Recently I interviewed a consulting manager who had just delivered a very large ERP data migration. What was his biggest challenge? It was getting the business users engaged early in the project. And this is a very familiar story. I have been encountering this same challenge for years in delivering application data migrations. And it cuts both ways, either the business users are unwilling to spend the time, or the IT team does not recognize the need. In this case the team was delayed significantly (the estimate was that a project that should have taken four months lasted nearly seven), as data issues reared their ugly heads at the end of the development cycle, during the first mock load of the data. Lack of collaboration? It has impacts. In the recent white paper published by Informatica, The Five Pitfalls of Data Migration, one of the pitfalls outlined was a lack of collaboration between the business users (or data experts) and the data migration technical team.
What do I mean by business/IT collaboration? Really I am talking about baking data stewardship into the process of application data migration. And the tools to support that process.
Data migration teams often fail to set up the appropriate level of data stewardship, or collaboration, with the business, for a variety of reasons. And this has a far greater impact on the success of an application data migration (and the associated modernization or post-acquisition data integration program) than any other single factor. When business data experts are not involved, then the technical team is often left no choice but to make decisions about what data should move forward, how it should be mapped, or what is ‘good enough’ for the target systems. These are rightfully business decisions. The net result is that there are either delays when the business is brought in to the project to provide guidance on data issues as ‘one offs’, or worse, delays when the wrong data is pulled forward. In the case of my friend the consultant, the data was deemed wrong during the first phase of testing the load and his team was faced with re-writing mappings and business rules to support requirements that could have been identified early in the project.
So what drives this problem and what can we do to resolve it? I see two trends (and I invite you to comment on what you might have experienced). One is that the team as a whole, business and IT, don’t realize the complexity of the data migration challenge, that as part of an upgrade or consolidation you are likely transforming (and that means changing) the data that drives your business. This can be difficult and is always a risk filled proposition. The second common challenge that I encounter is the belief by the team that until we start ‘coding’ or actually moving data, no real work is getting done. There is an unfortunate rush to moving data, before even validating that we have the correct source, what duplicates may exist, or that the mapping reflects the actual state of the source data.
I stepped into project recently to provide some data analysis and discovered that 20% of the master data was missing, MISSING! The developers (and luckily we were still in development) were pulling data from only one of two needed tables. They had not done basic profiling to validate that the source to target mapping provided by the business was correct. However they were well on their way to completing their initial data load. By applying some simple profiling I was able to discover the error and save the team weeks of re-work that would have been needed later in the project. The error would have been caught had the team included an initial data validation and review, combined with an active data stewardship team.
So here are my four recommendations for any data migration, three of which a team should accomplish before development of data migration transformations.

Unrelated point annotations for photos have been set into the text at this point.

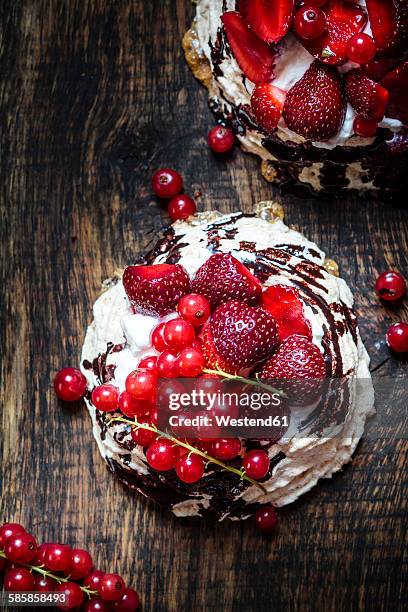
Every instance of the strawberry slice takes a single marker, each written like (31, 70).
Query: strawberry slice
(155, 290)
(315, 106)
(270, 19)
(286, 307)
(367, 97)
(267, 103)
(242, 335)
(343, 19)
(396, 82)
(253, 55)
(222, 278)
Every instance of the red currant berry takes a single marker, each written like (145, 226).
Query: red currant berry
(149, 363)
(81, 564)
(190, 468)
(69, 384)
(361, 48)
(111, 587)
(256, 464)
(19, 579)
(142, 385)
(157, 339)
(167, 183)
(161, 455)
(227, 448)
(129, 602)
(190, 363)
(221, 139)
(58, 557)
(105, 397)
(397, 337)
(178, 333)
(390, 286)
(266, 519)
(74, 595)
(141, 436)
(366, 128)
(20, 548)
(310, 22)
(181, 207)
(166, 365)
(132, 407)
(7, 530)
(194, 308)
(93, 580)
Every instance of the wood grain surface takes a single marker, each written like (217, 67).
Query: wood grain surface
(94, 96)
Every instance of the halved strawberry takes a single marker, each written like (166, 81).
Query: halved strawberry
(222, 278)
(267, 105)
(255, 58)
(286, 307)
(243, 335)
(367, 97)
(270, 19)
(396, 82)
(315, 107)
(155, 290)
(343, 20)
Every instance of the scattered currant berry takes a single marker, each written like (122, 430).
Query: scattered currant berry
(19, 579)
(105, 397)
(190, 468)
(190, 363)
(397, 337)
(129, 602)
(69, 384)
(366, 128)
(390, 286)
(167, 183)
(7, 530)
(310, 22)
(194, 308)
(166, 365)
(181, 207)
(131, 406)
(256, 464)
(161, 455)
(226, 448)
(266, 519)
(157, 339)
(81, 565)
(58, 557)
(141, 436)
(361, 48)
(221, 139)
(74, 595)
(142, 385)
(20, 548)
(111, 587)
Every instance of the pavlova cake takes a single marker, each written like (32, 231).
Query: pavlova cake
(317, 89)
(224, 296)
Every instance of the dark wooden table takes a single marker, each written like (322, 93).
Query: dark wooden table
(95, 95)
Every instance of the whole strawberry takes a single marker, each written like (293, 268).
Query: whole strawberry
(155, 290)
(222, 278)
(242, 335)
(315, 106)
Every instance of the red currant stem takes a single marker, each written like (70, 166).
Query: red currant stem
(247, 381)
(241, 473)
(44, 572)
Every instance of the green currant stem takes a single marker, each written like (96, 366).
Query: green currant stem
(189, 447)
(44, 572)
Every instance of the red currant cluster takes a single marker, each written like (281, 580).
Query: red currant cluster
(391, 287)
(61, 569)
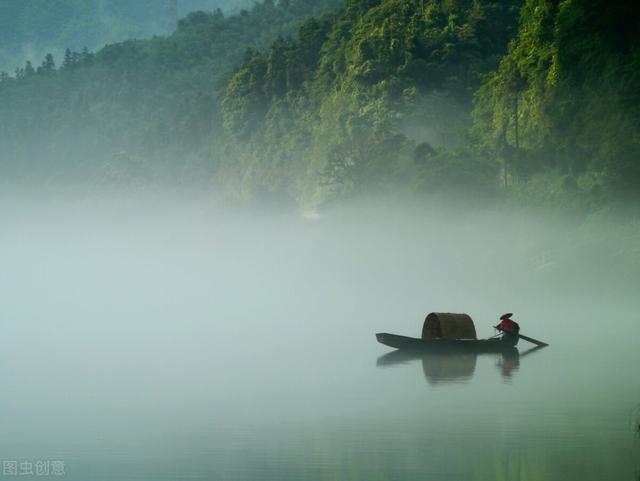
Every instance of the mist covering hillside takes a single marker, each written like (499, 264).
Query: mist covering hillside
(29, 29)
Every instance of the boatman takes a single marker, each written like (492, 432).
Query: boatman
(507, 325)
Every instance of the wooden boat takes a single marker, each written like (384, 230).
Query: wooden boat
(444, 332)
(505, 343)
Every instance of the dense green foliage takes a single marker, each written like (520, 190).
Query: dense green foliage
(302, 100)
(331, 113)
(136, 107)
(562, 109)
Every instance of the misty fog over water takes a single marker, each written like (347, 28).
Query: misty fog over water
(165, 337)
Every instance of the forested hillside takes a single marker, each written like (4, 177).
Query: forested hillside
(138, 107)
(312, 101)
(31, 28)
(562, 111)
(367, 99)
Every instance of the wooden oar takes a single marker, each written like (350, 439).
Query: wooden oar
(526, 338)
(533, 341)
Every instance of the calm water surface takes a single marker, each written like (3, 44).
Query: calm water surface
(179, 343)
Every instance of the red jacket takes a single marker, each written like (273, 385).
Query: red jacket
(507, 325)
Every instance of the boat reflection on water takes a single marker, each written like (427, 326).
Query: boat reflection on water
(455, 367)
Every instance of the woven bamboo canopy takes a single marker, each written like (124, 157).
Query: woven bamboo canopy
(447, 325)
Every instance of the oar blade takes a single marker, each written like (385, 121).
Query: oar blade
(533, 341)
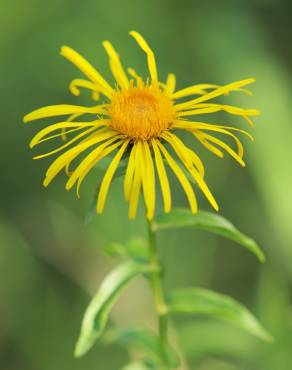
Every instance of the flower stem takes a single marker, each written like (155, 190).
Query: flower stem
(159, 299)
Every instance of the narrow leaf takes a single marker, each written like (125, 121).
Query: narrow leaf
(214, 223)
(97, 313)
(147, 342)
(200, 301)
(138, 365)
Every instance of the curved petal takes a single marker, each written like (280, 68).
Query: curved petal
(62, 110)
(39, 137)
(150, 55)
(170, 84)
(184, 153)
(66, 158)
(75, 85)
(137, 182)
(181, 177)
(89, 161)
(148, 179)
(193, 90)
(215, 93)
(164, 183)
(215, 140)
(104, 187)
(130, 172)
(87, 69)
(116, 66)
(191, 125)
(135, 75)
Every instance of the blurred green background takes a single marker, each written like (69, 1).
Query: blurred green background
(50, 262)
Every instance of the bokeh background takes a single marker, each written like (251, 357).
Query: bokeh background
(50, 262)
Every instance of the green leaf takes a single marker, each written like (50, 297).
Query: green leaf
(147, 342)
(204, 302)
(97, 313)
(214, 223)
(135, 248)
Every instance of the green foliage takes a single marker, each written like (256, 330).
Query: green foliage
(97, 313)
(200, 301)
(135, 248)
(180, 217)
(146, 342)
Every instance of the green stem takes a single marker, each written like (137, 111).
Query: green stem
(159, 299)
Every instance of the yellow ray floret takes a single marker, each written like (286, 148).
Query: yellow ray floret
(139, 122)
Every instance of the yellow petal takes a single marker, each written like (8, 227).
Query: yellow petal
(104, 187)
(62, 110)
(215, 93)
(75, 85)
(136, 186)
(164, 183)
(68, 143)
(130, 172)
(116, 66)
(207, 145)
(66, 158)
(148, 179)
(88, 162)
(61, 125)
(184, 153)
(181, 177)
(134, 74)
(170, 84)
(88, 70)
(193, 90)
(236, 156)
(150, 55)
(191, 125)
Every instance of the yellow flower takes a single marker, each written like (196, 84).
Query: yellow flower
(138, 121)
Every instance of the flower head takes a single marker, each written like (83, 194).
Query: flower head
(138, 121)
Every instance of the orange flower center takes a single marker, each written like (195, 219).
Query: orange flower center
(141, 113)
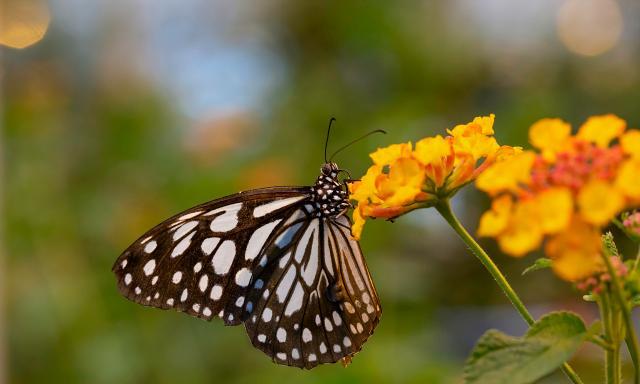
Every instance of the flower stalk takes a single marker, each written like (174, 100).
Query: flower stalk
(622, 306)
(444, 208)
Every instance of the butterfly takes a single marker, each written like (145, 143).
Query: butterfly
(280, 260)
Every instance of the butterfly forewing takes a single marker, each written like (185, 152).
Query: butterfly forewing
(202, 261)
(280, 260)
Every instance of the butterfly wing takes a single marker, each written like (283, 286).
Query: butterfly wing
(266, 258)
(202, 261)
(318, 304)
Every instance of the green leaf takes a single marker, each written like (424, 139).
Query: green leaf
(498, 358)
(541, 263)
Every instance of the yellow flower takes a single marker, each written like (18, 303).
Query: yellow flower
(630, 143)
(563, 194)
(628, 179)
(523, 234)
(554, 208)
(509, 175)
(391, 153)
(474, 139)
(403, 179)
(403, 184)
(576, 253)
(495, 221)
(549, 136)
(601, 129)
(599, 202)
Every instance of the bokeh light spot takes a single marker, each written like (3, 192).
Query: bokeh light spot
(23, 22)
(589, 27)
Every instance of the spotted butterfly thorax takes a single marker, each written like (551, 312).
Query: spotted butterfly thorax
(279, 260)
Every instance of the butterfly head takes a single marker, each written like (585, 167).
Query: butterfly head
(329, 192)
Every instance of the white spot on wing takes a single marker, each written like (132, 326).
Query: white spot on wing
(189, 215)
(182, 245)
(295, 302)
(203, 283)
(285, 237)
(285, 284)
(337, 320)
(281, 335)
(184, 229)
(306, 335)
(243, 277)
(327, 324)
(150, 247)
(223, 257)
(216, 292)
(264, 209)
(266, 315)
(149, 267)
(228, 220)
(257, 240)
(209, 244)
(310, 269)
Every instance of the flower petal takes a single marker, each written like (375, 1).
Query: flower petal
(555, 208)
(628, 179)
(599, 202)
(630, 143)
(507, 175)
(601, 129)
(550, 137)
(495, 221)
(576, 252)
(387, 155)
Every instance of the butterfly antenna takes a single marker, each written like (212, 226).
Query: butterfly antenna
(356, 140)
(326, 143)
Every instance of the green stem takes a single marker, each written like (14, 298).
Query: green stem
(444, 208)
(631, 337)
(611, 325)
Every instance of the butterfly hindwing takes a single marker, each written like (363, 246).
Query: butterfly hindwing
(202, 261)
(306, 314)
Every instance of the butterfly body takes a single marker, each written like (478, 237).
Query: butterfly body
(280, 260)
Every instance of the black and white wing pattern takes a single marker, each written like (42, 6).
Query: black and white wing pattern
(278, 260)
(321, 305)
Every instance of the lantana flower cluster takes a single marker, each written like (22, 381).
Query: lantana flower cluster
(404, 177)
(563, 193)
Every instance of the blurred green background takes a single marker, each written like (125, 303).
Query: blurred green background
(127, 112)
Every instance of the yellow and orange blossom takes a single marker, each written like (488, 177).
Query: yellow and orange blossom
(564, 193)
(404, 177)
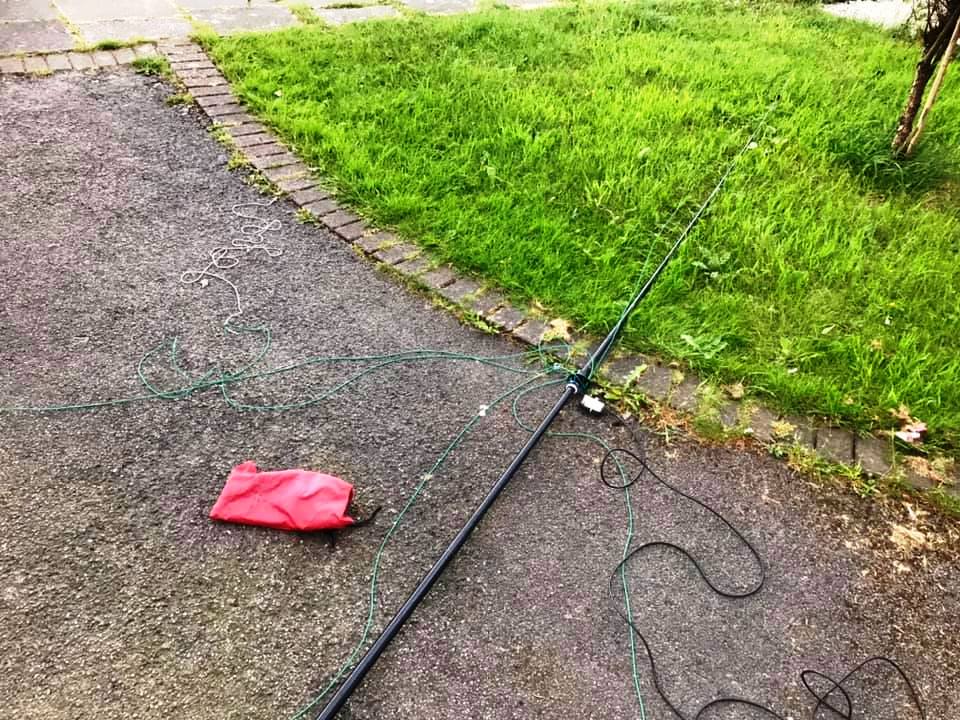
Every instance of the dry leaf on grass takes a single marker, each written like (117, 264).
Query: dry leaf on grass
(558, 329)
(909, 540)
(735, 391)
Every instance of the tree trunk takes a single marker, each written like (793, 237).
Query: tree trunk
(935, 90)
(914, 100)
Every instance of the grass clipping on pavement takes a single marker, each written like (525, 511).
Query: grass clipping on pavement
(548, 150)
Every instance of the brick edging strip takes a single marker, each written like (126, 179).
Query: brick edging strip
(658, 382)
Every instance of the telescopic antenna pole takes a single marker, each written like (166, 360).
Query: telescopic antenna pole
(578, 383)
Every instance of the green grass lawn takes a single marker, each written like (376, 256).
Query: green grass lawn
(547, 152)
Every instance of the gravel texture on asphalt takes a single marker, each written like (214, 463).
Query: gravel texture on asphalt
(119, 598)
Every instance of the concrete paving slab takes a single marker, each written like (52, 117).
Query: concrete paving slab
(442, 7)
(885, 13)
(78, 11)
(255, 17)
(216, 4)
(340, 16)
(34, 36)
(135, 29)
(21, 10)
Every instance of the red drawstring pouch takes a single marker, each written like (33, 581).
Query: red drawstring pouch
(284, 499)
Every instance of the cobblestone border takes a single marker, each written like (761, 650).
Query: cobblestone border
(72, 60)
(657, 381)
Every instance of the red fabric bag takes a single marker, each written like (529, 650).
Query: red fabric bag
(284, 499)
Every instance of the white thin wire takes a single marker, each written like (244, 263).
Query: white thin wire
(252, 239)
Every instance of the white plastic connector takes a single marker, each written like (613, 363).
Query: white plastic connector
(593, 404)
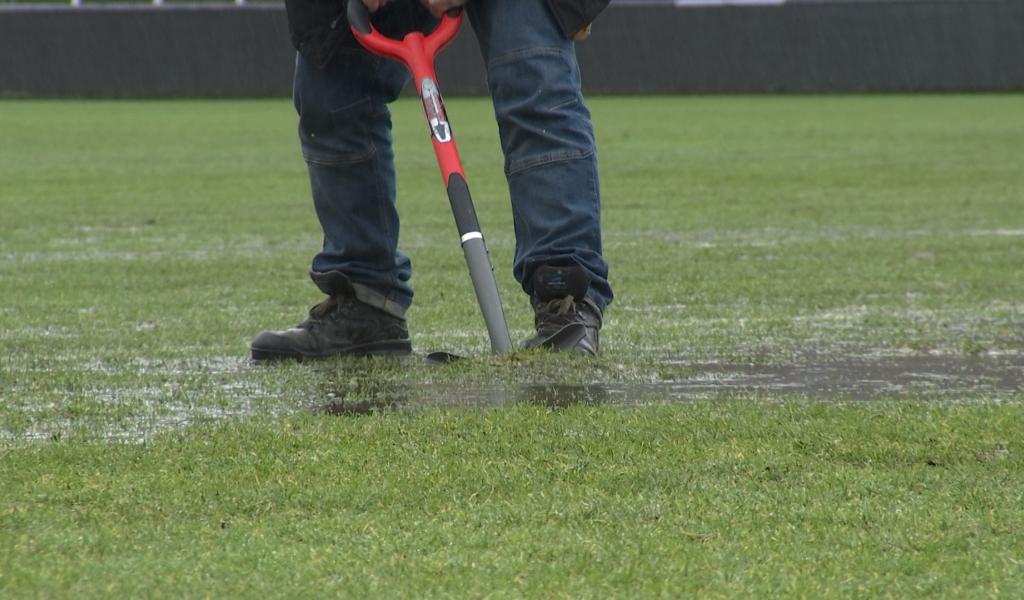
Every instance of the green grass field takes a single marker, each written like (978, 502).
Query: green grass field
(143, 243)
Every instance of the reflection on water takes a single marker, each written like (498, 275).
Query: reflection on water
(857, 379)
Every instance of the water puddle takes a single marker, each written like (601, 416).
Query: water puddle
(946, 378)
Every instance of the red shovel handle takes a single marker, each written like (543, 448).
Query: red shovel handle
(403, 50)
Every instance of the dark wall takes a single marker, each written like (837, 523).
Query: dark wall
(830, 46)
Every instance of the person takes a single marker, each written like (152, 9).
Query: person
(341, 92)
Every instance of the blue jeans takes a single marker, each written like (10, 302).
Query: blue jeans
(546, 135)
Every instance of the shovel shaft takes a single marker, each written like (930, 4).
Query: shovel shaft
(417, 52)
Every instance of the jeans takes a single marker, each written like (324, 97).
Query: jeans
(546, 135)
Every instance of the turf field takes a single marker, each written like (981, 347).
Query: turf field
(811, 381)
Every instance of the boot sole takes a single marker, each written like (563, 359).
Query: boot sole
(388, 348)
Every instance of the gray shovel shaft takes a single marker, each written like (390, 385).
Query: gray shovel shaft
(486, 294)
(478, 260)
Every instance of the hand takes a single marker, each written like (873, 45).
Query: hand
(438, 7)
(373, 5)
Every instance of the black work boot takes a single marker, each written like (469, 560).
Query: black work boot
(565, 319)
(341, 325)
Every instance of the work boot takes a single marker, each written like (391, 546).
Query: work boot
(565, 319)
(341, 325)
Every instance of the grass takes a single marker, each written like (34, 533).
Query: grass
(142, 244)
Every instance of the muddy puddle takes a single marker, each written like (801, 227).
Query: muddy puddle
(947, 378)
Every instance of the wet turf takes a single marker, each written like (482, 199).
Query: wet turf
(811, 381)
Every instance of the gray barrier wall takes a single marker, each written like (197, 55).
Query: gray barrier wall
(933, 45)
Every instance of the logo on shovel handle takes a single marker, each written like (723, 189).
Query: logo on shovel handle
(434, 108)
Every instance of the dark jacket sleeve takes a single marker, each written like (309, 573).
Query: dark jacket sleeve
(572, 15)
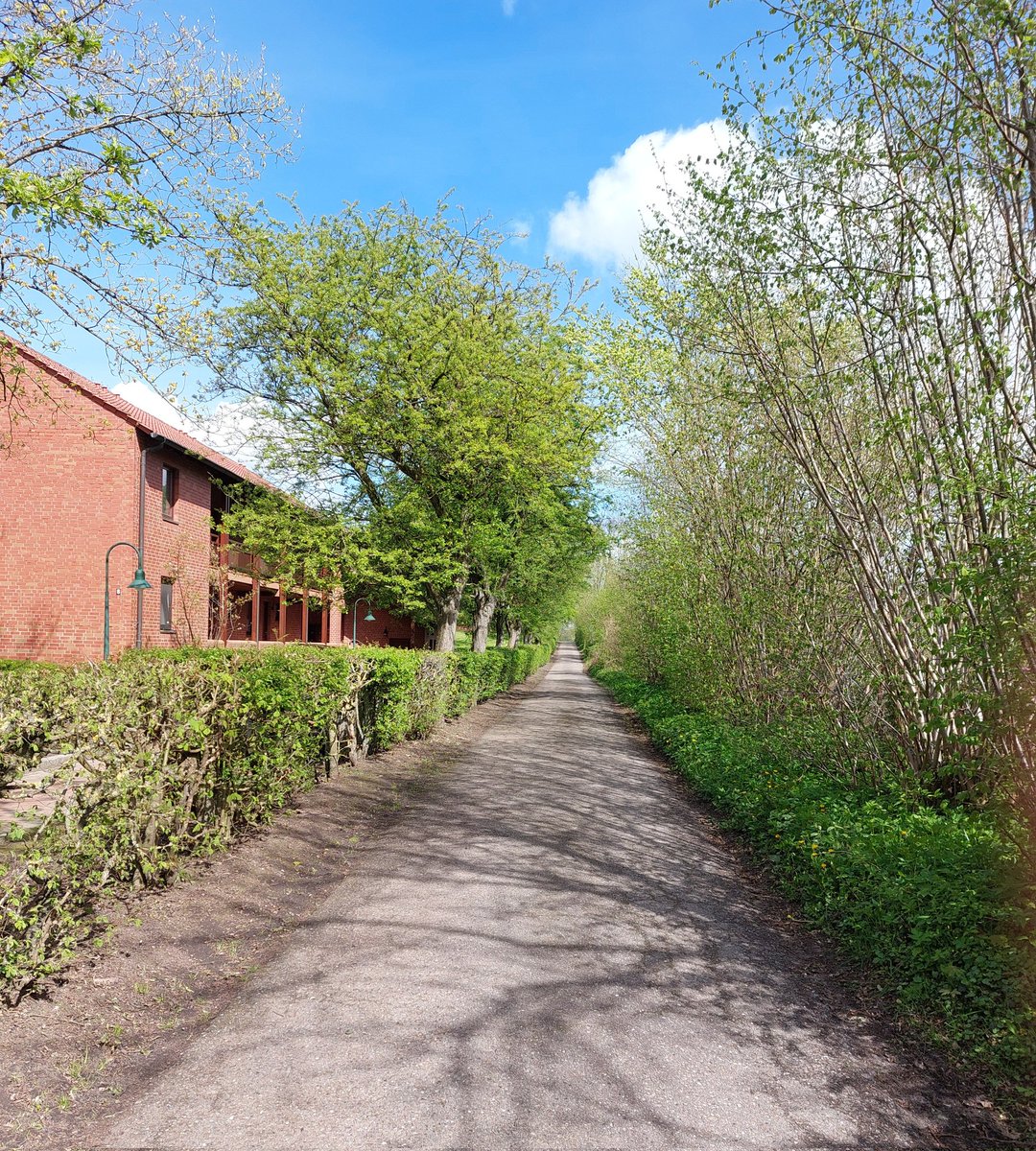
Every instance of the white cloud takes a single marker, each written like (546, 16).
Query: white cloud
(604, 225)
(230, 427)
(519, 230)
(144, 396)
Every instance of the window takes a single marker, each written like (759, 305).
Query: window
(166, 607)
(171, 492)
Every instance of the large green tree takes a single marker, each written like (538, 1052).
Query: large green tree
(414, 384)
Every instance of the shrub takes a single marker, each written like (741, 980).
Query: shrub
(928, 895)
(173, 754)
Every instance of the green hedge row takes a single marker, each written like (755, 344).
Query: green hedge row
(177, 753)
(931, 898)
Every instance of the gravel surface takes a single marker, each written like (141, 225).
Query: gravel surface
(551, 951)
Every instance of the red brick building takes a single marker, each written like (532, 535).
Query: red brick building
(81, 470)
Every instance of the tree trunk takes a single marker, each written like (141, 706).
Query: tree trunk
(484, 607)
(448, 608)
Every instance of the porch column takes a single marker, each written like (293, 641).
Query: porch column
(224, 594)
(335, 613)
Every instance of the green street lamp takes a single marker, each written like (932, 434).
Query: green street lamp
(367, 620)
(137, 584)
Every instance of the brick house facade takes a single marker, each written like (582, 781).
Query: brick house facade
(72, 479)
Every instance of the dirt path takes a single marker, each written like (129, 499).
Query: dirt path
(550, 951)
(173, 960)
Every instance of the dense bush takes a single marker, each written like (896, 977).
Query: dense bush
(174, 754)
(930, 896)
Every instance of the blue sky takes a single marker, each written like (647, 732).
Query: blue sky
(538, 112)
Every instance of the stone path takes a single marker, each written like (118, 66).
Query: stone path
(552, 951)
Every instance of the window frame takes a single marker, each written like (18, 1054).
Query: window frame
(171, 492)
(166, 625)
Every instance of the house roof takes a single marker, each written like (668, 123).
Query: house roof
(137, 417)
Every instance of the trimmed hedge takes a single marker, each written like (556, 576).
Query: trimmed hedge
(174, 754)
(930, 896)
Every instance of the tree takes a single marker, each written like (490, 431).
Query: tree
(413, 384)
(114, 138)
(840, 502)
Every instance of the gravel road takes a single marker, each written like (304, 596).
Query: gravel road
(551, 951)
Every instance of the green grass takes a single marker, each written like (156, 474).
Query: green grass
(927, 895)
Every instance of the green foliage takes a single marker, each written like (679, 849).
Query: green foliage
(174, 754)
(115, 136)
(930, 896)
(432, 397)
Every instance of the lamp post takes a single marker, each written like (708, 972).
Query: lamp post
(367, 620)
(137, 584)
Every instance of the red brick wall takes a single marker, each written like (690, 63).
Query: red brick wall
(386, 628)
(68, 490)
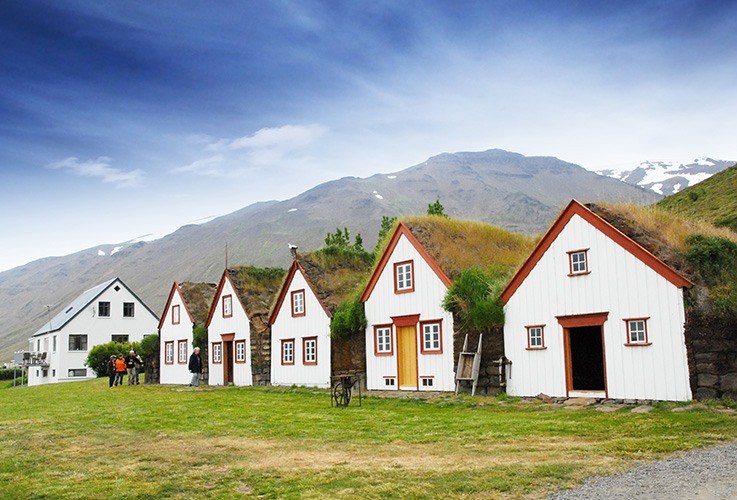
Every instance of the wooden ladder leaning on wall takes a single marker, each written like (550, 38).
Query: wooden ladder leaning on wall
(468, 365)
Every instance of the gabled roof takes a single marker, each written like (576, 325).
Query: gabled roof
(80, 303)
(332, 277)
(254, 288)
(450, 246)
(197, 298)
(627, 243)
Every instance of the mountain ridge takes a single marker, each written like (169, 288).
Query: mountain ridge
(516, 192)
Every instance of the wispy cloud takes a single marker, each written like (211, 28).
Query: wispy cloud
(100, 168)
(271, 146)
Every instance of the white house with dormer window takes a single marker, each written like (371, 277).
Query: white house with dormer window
(300, 333)
(592, 313)
(409, 338)
(109, 312)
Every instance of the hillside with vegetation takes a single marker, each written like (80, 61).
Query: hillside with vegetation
(707, 256)
(713, 200)
(518, 192)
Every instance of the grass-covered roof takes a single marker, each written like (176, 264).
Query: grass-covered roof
(199, 297)
(336, 274)
(256, 287)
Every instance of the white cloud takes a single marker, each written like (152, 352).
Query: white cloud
(267, 147)
(101, 169)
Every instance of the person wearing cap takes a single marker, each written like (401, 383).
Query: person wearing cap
(195, 367)
(131, 364)
(119, 370)
(111, 369)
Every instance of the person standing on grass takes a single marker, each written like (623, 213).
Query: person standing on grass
(131, 363)
(139, 366)
(195, 366)
(119, 370)
(111, 369)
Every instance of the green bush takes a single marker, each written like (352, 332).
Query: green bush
(474, 298)
(7, 373)
(715, 259)
(349, 319)
(100, 354)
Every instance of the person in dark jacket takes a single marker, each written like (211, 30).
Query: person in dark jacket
(111, 369)
(132, 362)
(195, 367)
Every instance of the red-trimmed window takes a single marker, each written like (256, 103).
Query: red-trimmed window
(227, 306)
(309, 351)
(535, 337)
(298, 303)
(182, 350)
(287, 351)
(432, 337)
(383, 340)
(217, 352)
(169, 352)
(637, 331)
(578, 262)
(240, 351)
(404, 279)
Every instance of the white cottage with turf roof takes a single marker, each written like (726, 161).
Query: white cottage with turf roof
(411, 342)
(300, 333)
(107, 312)
(186, 307)
(592, 313)
(228, 328)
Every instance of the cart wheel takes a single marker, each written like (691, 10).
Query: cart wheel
(339, 394)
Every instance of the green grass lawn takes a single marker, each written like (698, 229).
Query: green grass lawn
(86, 440)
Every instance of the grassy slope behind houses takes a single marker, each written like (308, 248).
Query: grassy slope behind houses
(713, 200)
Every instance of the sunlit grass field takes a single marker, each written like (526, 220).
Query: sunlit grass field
(86, 440)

- Validate that you have the correct source using some high level master data analysis. For example, can you prove that you are pulling all the customers? Are there duplicates?
- Spend some time profiling the data on the source and share that information with the business team before you start source to target field level mapping. It is likely that they will be surprised by the findings. And it will improve everyone’s ability to map the data correctly. For example a business user may not realize that there are 50,000 inactive customers in the database, from a previous migration or a failed archive process. Or that the code set that is believed to have five valid values actually has 15.
- When the source to target mapping is complete, run some targeted data profiling to ensure that the assumptions are correct. For example, are the fields fully populated? Can the source data support the referential integrity of the target?
- Finally, continue profiling and evaluating the quality of the data throughout the migration process, and sharing this information with the business. For example, are you expecting to see this many duplicates?
All of these practices require a good working relationship, and a commitment, from the entire team, business and IT, data stewards and developers. I see systems integrators and IT shops approaching this in various ways (and often looking to improve on the practice with each subsequent migration). Some are taking a more informal approach of having the data experts assigned and co-located with the technical team. Other organizations, especially those that are geographically dispersed, are creating very specific project and cutover plans that define, step by step, what the collaboration (or data stewardship) tasks are and who is responsible.
For example, a global manufacturing company has embarked on a modernization program where they are de-commissioning hundreds of legacy applications. For each application data migration they start with a template project plan, identify the data stewards and data experts and gain commitment from them for mapping, data quality review and validation. The team 1) can identify exactly for what and how long the data expert must commit, and 2) will not move forward on the project without the commitment.
These changes in approach are driving how we use software as well. For example, the need for the business to ensure regulatory compliance via data governance processes can be enabled using effective metadata management and self-documenting mappings. For the needed cleansing and validate of migrated data, the data migration team can provide business users with data quality dashboards and data profiling results (or access to data profiling tools). The creation and sharing of these assets is becoming increasingly easier over time.
So what are you seeing out there for business/IT collaboration on application data migrations? Would love to hear from other practitioners.